The FEC has penalized Hillary Clinton’s 2016 presidential team and the DNC for lying in reports about their financial support of the since-discredited Steele Dossier, according to a new memo.
The Coolidge-Reagan Foundation filed a formal complaint with the elections commission in 2018, asking that the Clinton campaign and the DNC be penalized for numerous violations of the Federal Election Campaign Act owing to their financing of the dossier, which was utilized to investigate candidate Donald Trump but later revealed to be fraudulent.
Following a review, the Federal Election Commission (FEC) agreed with the allegations, according to a notice sent this week. The Washington Examiner was the first to report on the story.
According to the memo, the Commission discovered evidence of probable cause that the DNC Services Corp./DNC and Virginia McGregor in her official role as treasurer broke [11 Code of Federal Regulations 104.3] and [52 U.S. Code § 30104].
“The Commission also determined probable cause to think that Hillary for America along with Elizabeth Jones in her official role as treasurer violated [11 Code of Federal Regulations 104.3] and [52 U.S. Code § 30104],” it went on.
The allegations concerned a number of provisions in federal law relating to reporting laws. In response to the infractions, the FEC fined the Clinton’s and DNC’s treasurer $8,000 and $105,000, respectively.

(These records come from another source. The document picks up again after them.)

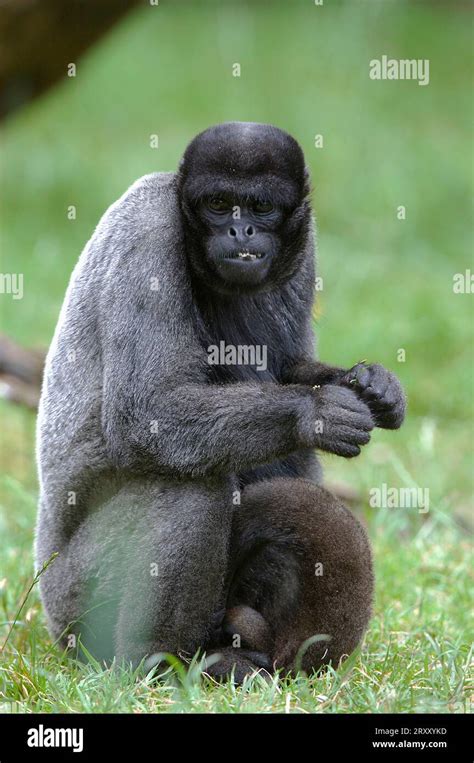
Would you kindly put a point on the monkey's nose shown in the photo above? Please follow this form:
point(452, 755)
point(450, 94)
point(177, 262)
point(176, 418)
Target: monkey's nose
point(241, 233)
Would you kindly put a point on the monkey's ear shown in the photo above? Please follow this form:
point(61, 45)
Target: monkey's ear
point(307, 187)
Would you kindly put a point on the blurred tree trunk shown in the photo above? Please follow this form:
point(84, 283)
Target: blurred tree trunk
point(39, 38)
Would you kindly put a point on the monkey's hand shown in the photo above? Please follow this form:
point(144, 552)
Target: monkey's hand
point(343, 422)
point(382, 392)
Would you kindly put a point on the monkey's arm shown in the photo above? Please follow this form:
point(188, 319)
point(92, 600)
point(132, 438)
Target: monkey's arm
point(313, 373)
point(374, 384)
point(198, 429)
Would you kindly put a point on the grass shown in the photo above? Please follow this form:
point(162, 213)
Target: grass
point(387, 285)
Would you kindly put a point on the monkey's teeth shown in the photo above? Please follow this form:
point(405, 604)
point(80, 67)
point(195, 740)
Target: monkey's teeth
point(249, 256)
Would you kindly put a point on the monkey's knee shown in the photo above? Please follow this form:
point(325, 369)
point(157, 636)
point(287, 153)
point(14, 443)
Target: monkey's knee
point(313, 580)
point(244, 627)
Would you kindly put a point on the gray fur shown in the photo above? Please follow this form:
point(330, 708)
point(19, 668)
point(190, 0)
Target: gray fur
point(139, 455)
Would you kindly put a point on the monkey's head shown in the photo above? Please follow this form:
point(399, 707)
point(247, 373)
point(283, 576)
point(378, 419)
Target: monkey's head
point(243, 190)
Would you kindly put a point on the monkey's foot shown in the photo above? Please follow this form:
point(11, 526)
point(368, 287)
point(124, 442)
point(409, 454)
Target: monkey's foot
point(238, 663)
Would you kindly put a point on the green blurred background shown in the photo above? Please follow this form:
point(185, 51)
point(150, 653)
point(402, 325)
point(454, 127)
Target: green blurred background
point(388, 283)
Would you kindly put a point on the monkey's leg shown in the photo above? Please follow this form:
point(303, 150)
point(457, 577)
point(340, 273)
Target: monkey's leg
point(147, 568)
point(303, 569)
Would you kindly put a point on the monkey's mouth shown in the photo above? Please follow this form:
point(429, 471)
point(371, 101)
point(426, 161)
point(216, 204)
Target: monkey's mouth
point(244, 256)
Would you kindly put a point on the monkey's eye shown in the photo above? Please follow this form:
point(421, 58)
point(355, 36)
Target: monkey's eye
point(262, 207)
point(218, 205)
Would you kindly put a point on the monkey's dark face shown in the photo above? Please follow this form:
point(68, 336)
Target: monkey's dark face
point(242, 237)
point(243, 189)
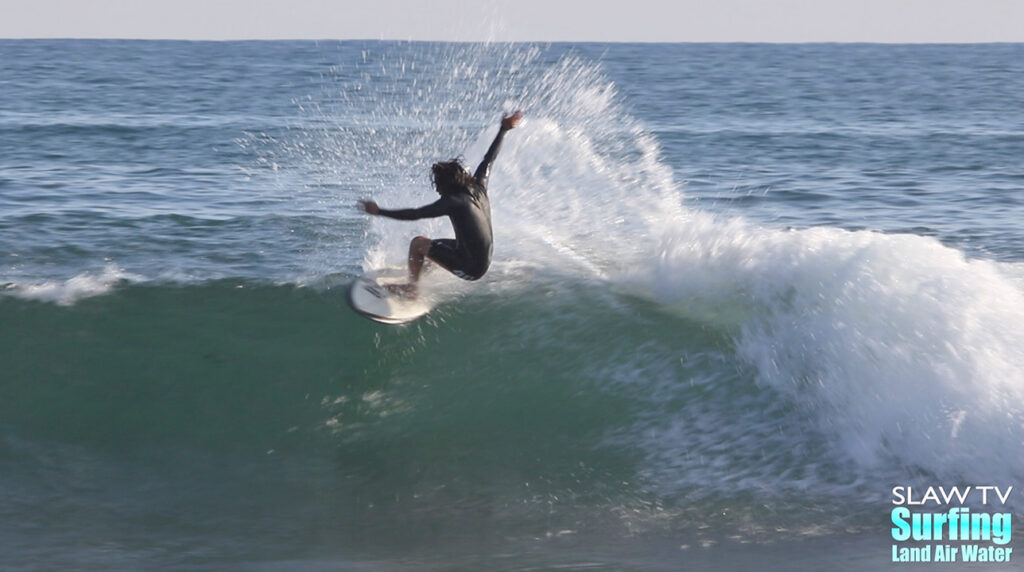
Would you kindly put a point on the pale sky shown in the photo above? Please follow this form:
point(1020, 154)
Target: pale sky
point(545, 20)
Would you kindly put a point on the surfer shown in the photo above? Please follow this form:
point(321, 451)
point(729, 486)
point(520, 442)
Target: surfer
point(464, 201)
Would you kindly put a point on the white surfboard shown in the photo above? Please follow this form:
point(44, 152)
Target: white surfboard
point(370, 297)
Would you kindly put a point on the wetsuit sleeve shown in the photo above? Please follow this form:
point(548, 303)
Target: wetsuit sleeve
point(483, 171)
point(438, 208)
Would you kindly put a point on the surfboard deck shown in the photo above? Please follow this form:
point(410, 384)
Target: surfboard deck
point(370, 297)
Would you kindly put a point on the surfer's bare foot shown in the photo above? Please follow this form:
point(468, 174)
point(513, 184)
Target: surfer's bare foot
point(408, 292)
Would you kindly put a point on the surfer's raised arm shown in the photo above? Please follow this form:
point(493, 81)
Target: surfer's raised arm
point(435, 209)
point(464, 200)
point(483, 171)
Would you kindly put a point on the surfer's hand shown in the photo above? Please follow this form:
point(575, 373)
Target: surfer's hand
point(370, 207)
point(510, 121)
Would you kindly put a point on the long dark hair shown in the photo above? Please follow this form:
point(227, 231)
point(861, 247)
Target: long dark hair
point(451, 177)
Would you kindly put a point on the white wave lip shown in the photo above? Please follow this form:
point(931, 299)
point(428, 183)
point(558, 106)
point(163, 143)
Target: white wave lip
point(900, 348)
point(67, 293)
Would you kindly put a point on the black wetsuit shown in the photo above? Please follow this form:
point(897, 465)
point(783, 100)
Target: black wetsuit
point(468, 256)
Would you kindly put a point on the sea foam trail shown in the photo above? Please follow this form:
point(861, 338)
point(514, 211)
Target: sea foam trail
point(900, 352)
point(904, 352)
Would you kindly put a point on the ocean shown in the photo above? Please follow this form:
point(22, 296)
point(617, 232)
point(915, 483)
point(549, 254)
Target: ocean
point(739, 293)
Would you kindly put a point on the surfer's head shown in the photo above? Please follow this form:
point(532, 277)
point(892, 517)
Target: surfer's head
point(451, 177)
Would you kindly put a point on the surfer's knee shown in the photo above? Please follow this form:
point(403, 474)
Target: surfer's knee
point(420, 245)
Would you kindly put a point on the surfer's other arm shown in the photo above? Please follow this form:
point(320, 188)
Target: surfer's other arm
point(438, 208)
point(483, 171)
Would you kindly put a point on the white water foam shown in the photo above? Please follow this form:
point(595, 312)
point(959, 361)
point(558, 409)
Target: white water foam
point(904, 355)
point(66, 293)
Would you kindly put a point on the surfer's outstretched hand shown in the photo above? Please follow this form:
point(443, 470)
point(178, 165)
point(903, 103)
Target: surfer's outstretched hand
point(510, 121)
point(370, 207)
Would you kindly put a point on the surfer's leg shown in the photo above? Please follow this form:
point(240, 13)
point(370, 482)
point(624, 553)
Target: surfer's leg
point(418, 250)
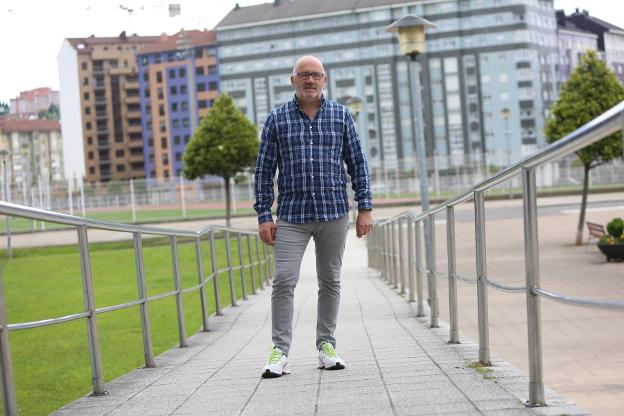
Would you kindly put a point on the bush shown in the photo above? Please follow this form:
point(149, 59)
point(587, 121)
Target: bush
point(615, 227)
point(615, 232)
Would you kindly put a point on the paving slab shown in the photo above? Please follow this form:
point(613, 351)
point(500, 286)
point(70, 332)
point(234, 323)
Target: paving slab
point(396, 364)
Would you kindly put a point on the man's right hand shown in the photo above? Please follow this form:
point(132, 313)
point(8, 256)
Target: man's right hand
point(267, 232)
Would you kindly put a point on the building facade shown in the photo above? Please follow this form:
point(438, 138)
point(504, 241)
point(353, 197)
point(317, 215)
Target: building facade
point(488, 77)
point(30, 103)
point(580, 32)
point(34, 150)
point(178, 81)
point(101, 107)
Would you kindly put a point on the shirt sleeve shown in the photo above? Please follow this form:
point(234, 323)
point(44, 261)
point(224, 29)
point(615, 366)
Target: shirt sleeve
point(357, 166)
point(266, 165)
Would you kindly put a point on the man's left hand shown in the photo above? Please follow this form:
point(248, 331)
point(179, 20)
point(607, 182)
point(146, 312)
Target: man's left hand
point(363, 223)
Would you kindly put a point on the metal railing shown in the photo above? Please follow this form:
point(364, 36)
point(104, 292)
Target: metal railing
point(387, 252)
point(260, 262)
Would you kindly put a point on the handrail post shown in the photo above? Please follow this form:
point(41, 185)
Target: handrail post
point(531, 255)
point(450, 249)
point(258, 256)
point(251, 266)
point(401, 257)
point(242, 265)
point(433, 278)
point(228, 257)
point(8, 384)
point(482, 303)
point(215, 274)
point(395, 258)
point(178, 291)
point(97, 377)
point(143, 307)
point(419, 278)
point(384, 248)
point(411, 267)
point(202, 284)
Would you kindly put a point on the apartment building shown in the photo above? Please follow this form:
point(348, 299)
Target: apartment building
point(580, 32)
point(488, 77)
point(178, 81)
point(30, 103)
point(34, 151)
point(101, 107)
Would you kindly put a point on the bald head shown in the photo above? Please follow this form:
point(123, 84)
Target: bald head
point(310, 81)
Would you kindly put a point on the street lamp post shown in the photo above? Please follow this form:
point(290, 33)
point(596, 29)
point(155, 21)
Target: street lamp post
point(5, 184)
point(411, 31)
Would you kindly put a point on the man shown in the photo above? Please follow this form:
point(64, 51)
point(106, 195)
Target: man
point(309, 139)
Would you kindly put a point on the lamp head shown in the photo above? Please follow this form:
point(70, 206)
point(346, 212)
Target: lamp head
point(411, 30)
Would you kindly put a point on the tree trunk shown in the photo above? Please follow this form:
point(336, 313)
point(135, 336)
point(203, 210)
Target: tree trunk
point(579, 229)
point(227, 200)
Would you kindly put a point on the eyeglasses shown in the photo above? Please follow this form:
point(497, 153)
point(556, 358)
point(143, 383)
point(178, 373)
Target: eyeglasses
point(304, 75)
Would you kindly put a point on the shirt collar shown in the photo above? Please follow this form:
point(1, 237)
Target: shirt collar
point(296, 103)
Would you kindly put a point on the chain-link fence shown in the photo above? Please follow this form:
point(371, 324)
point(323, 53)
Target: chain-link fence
point(152, 200)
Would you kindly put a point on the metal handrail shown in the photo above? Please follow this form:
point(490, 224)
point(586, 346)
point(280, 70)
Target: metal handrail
point(261, 261)
point(387, 254)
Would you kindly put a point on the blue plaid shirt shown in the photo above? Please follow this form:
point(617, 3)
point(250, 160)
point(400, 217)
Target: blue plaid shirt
point(310, 156)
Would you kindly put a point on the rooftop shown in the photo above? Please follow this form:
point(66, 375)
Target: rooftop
point(284, 9)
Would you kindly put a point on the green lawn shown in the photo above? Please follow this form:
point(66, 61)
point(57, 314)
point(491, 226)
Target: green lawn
point(125, 216)
point(51, 364)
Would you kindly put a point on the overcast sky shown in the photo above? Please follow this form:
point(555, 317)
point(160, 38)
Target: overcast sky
point(33, 30)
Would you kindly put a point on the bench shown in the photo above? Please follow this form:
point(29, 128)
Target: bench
point(595, 230)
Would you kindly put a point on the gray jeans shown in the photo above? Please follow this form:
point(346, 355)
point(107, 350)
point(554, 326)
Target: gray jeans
point(290, 243)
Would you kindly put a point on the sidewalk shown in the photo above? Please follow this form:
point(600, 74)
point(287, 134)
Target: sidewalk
point(395, 364)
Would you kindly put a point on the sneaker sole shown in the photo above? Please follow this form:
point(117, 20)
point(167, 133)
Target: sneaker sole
point(337, 366)
point(269, 374)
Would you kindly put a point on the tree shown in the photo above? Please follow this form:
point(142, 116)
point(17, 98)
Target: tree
point(592, 89)
point(225, 143)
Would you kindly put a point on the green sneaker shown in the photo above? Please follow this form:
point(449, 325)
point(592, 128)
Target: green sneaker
point(328, 359)
point(276, 364)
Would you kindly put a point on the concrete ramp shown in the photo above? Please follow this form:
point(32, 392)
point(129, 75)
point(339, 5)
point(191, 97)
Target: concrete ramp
point(396, 365)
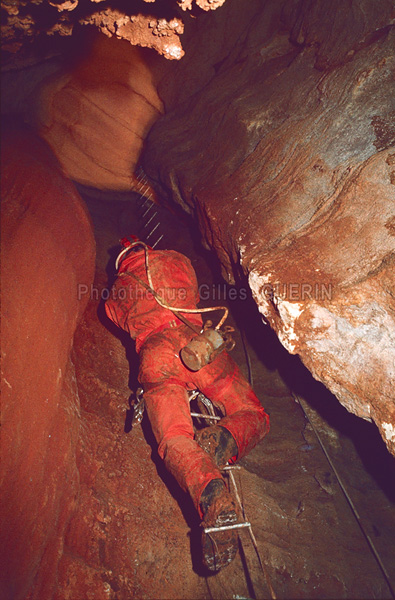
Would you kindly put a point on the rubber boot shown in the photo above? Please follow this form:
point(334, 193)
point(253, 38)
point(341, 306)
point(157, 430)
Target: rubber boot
point(218, 507)
point(218, 442)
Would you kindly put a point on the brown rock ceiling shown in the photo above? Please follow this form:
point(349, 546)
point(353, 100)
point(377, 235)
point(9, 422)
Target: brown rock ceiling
point(274, 128)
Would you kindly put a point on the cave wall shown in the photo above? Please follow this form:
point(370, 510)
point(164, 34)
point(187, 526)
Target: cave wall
point(47, 253)
point(282, 145)
point(279, 138)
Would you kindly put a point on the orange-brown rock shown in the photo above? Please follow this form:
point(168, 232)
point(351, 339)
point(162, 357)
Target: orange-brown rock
point(287, 156)
point(97, 116)
point(47, 252)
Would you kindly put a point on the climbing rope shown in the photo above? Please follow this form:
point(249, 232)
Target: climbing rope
point(159, 299)
point(369, 540)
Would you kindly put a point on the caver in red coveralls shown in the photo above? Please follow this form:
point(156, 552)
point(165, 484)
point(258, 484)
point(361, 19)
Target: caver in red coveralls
point(159, 338)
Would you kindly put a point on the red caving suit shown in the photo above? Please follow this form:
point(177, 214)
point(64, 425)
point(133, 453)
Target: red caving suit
point(159, 338)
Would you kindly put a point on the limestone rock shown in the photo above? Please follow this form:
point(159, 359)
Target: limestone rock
point(47, 253)
point(96, 116)
point(287, 157)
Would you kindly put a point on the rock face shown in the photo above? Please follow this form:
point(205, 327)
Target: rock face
point(47, 253)
point(96, 116)
point(285, 153)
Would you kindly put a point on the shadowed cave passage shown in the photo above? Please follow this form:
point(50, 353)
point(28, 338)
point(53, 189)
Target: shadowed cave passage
point(266, 132)
point(301, 519)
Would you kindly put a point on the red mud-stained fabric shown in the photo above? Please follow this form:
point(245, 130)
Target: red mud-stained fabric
point(166, 380)
point(134, 308)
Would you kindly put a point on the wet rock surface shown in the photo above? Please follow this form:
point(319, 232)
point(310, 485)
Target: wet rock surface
point(135, 534)
point(283, 147)
point(47, 248)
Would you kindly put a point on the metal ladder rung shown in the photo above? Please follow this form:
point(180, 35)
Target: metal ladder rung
point(226, 527)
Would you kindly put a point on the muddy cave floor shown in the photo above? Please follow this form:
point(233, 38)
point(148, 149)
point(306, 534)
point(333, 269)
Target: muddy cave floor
point(135, 534)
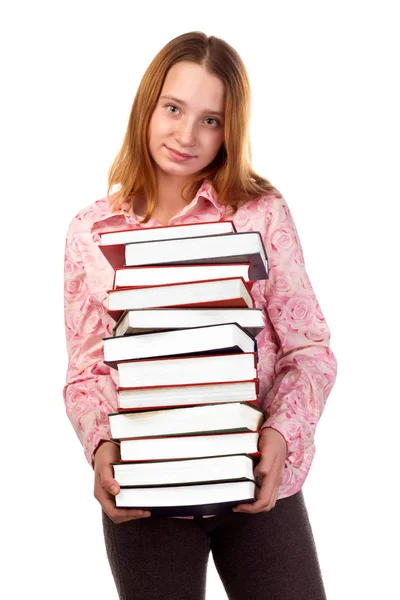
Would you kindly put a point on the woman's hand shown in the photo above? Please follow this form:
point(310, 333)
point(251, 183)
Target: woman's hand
point(106, 487)
point(273, 448)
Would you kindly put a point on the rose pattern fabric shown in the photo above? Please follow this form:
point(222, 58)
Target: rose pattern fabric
point(296, 366)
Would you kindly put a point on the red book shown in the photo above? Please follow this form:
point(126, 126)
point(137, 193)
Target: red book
point(163, 396)
point(166, 274)
point(112, 244)
point(233, 292)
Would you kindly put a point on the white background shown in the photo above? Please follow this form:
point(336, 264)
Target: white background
point(325, 131)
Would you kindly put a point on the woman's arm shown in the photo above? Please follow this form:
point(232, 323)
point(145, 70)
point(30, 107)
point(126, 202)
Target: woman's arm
point(90, 392)
point(305, 367)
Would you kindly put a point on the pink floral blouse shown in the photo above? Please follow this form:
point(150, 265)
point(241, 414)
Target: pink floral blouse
point(296, 367)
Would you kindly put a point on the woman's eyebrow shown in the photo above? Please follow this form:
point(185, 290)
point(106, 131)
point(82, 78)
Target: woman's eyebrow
point(209, 111)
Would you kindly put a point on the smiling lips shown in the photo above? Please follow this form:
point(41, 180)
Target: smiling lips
point(178, 155)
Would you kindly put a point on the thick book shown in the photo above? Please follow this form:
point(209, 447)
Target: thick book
point(208, 339)
point(184, 470)
point(158, 319)
point(166, 232)
point(189, 499)
point(224, 293)
point(162, 275)
point(189, 394)
point(230, 416)
point(189, 446)
point(187, 369)
point(238, 247)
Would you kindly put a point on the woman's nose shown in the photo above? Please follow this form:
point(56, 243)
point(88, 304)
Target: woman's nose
point(186, 133)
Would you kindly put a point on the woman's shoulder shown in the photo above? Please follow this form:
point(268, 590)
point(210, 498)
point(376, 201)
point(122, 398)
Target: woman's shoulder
point(84, 220)
point(270, 203)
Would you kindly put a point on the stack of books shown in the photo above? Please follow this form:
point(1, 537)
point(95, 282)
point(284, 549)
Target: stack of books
point(184, 345)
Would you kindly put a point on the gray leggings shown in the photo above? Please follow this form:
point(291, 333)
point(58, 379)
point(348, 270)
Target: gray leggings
point(265, 556)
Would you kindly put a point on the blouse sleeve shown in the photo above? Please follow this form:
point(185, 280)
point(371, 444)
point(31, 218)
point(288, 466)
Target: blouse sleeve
point(305, 368)
point(90, 392)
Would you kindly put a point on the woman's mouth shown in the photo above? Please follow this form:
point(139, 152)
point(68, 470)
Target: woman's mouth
point(178, 156)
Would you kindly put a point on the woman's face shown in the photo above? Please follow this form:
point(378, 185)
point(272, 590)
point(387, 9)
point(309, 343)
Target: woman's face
point(189, 119)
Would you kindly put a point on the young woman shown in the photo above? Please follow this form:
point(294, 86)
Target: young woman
point(186, 158)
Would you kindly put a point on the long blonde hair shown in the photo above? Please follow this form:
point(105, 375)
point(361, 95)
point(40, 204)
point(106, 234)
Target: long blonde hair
point(230, 173)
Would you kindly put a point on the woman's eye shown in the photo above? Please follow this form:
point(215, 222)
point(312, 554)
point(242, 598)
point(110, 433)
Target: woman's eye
point(215, 121)
point(172, 106)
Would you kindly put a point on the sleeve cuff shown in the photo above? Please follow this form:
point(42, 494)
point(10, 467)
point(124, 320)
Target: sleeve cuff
point(294, 436)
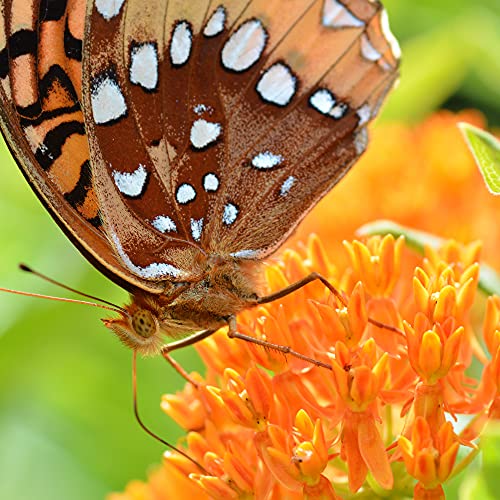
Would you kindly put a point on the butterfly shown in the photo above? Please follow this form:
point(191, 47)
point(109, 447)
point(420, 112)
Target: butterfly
point(178, 144)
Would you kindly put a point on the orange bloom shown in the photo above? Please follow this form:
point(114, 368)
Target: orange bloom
point(396, 347)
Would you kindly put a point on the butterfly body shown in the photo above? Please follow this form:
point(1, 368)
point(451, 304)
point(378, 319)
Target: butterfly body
point(178, 144)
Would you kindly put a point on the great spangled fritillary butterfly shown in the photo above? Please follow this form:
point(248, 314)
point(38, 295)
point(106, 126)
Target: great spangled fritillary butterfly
point(178, 143)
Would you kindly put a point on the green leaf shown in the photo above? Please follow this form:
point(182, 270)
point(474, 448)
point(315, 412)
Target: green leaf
point(489, 280)
point(486, 151)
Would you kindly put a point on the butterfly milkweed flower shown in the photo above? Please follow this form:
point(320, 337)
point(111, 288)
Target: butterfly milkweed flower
point(399, 344)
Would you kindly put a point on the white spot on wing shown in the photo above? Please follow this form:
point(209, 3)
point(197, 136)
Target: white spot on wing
point(144, 66)
point(277, 85)
point(245, 46)
point(196, 228)
point(266, 160)
point(199, 109)
point(386, 30)
point(364, 113)
point(181, 43)
point(336, 15)
point(230, 213)
point(203, 133)
point(361, 141)
point(109, 8)
point(216, 22)
point(185, 194)
point(108, 103)
point(210, 182)
point(339, 111)
point(131, 183)
point(164, 224)
point(323, 101)
point(368, 51)
point(153, 271)
point(287, 185)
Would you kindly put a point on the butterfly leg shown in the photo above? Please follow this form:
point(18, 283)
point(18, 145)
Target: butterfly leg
point(299, 284)
point(309, 279)
point(284, 349)
point(167, 348)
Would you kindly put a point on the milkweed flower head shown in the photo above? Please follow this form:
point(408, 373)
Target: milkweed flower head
point(380, 417)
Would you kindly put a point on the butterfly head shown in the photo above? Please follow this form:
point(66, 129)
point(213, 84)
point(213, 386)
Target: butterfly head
point(225, 287)
point(138, 328)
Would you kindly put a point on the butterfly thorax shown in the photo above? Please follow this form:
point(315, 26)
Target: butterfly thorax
point(224, 288)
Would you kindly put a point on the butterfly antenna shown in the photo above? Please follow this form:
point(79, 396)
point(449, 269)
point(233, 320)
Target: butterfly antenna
point(150, 432)
point(28, 269)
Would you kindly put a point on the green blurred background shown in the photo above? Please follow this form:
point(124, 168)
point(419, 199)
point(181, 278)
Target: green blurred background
point(66, 424)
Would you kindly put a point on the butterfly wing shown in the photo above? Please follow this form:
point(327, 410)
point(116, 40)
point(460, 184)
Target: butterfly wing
point(42, 121)
point(214, 128)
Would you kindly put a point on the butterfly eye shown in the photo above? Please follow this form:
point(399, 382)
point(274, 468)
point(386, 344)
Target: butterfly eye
point(143, 323)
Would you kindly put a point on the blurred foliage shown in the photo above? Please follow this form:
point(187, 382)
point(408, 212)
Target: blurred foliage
point(450, 57)
point(66, 423)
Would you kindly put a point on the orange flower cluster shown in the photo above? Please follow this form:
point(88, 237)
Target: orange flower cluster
point(399, 346)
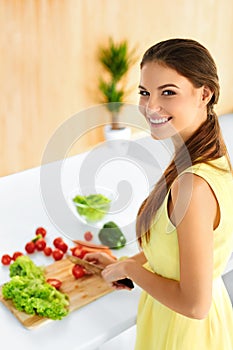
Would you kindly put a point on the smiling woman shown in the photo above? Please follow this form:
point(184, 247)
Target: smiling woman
point(185, 225)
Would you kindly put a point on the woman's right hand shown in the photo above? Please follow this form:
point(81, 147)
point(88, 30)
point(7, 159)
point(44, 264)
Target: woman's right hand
point(101, 259)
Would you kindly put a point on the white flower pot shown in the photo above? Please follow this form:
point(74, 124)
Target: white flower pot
point(120, 134)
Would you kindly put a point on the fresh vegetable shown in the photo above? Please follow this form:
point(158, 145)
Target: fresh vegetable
point(30, 293)
point(6, 259)
point(16, 255)
point(83, 247)
point(79, 252)
point(78, 271)
point(57, 241)
point(48, 251)
point(41, 231)
point(88, 236)
point(112, 236)
point(57, 254)
point(40, 244)
point(54, 282)
point(30, 247)
point(60, 244)
point(25, 267)
point(93, 207)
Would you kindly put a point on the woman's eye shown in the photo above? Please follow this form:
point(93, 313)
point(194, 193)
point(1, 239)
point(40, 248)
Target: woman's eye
point(143, 93)
point(168, 93)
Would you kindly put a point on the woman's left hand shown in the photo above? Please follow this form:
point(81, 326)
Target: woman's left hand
point(117, 271)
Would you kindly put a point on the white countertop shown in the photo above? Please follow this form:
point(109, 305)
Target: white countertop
point(23, 209)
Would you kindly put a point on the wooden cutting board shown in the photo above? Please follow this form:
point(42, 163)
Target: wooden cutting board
point(80, 292)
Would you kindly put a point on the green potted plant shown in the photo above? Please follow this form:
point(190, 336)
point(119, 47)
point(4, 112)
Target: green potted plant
point(116, 59)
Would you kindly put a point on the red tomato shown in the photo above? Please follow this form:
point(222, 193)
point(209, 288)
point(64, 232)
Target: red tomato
point(78, 271)
point(54, 282)
point(47, 251)
point(57, 241)
point(40, 244)
point(41, 231)
point(6, 259)
point(57, 254)
point(30, 247)
point(88, 236)
point(79, 252)
point(62, 246)
point(16, 255)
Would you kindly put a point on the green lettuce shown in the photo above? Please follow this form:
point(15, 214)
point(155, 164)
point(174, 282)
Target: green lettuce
point(30, 292)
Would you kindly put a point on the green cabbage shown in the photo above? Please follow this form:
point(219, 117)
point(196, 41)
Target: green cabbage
point(93, 207)
point(30, 293)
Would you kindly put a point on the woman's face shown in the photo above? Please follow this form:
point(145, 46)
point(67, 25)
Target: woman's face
point(170, 102)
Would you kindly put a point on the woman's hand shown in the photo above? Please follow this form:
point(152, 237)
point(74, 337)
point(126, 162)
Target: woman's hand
point(117, 271)
point(100, 259)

On Feb. 17, the FEC received the signed conciliation agreements from the Clinton campaign and the DNC , according to the document.
The infamous document, which was once utilized to start the FBI’s Trump-Russia investigation, has been the subject of a great deal of attention since President Trump’s election victory.
The scandalous document, which was revealed to contain fabrications, was subjected to a thorough examination for its questionable sources — which proved to be Hillary Clinton’s campaign and the DNC.
The FEC’s official complaint discusses the campaign and the DNC’s breach of legal reporting standards when they claimed a total payment of $1,024,407 to legal firm Perkins Coie LLP for Fusion GPS’ information on the dossier was for legal reasons rather than opposition research.
Both political bodies claimed that the payments were made to the legal firm, which then paid for the opposing research. The FEC, however, discovered the logic unconvincing and ruled that the law had obviously been violated.
In the coming month, court documents on the case are anticipated to be released.